= Wolfgang Hohensee =

German composer (1927–2018)

Wolfgang Hohensee (3 January 1927 – 25 March 2018) was a German classical composer.

== Biography ==
Wolfgang Hohensee was born in Berlin on 3 January 1927. From 1945 to 1949 he studied School Music at the Academy of Music in Berlin-Charlottenburg and then Composition with Paul Höffer and Konrad Friedrich Noetel. Thereafter he began studying musicology with Walther Vetter, Ernst Hermann Meyer and Hans-Heinz Dräger in Berlin and with Thrasybulos Georgiades in Heidelberg.

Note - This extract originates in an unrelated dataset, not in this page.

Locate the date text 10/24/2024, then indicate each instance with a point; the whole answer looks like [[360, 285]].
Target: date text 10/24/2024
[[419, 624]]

From 1949 to 1951 he attended the master classes in composition of Hanns Eisler and Leo Spies at the Academy of Arts in Berlin. After working briefly for a radio station, he worked as a conductor, choral conductor and musical dramaturg from 1951 to 1957, inter alia at the German National Theatre (Weimar). Starting in 1955 he taught at the Academy of Music "Hanns Eisler", from 1962 as a docent for texture and since 1969 as a professor for composition. He received the Art Prize of the German Democratic Republic (1962 and 1970) as well as the Art Prize of the Free German Trade Union Federation (1970). He died on 25 March 2018, at the age of 91.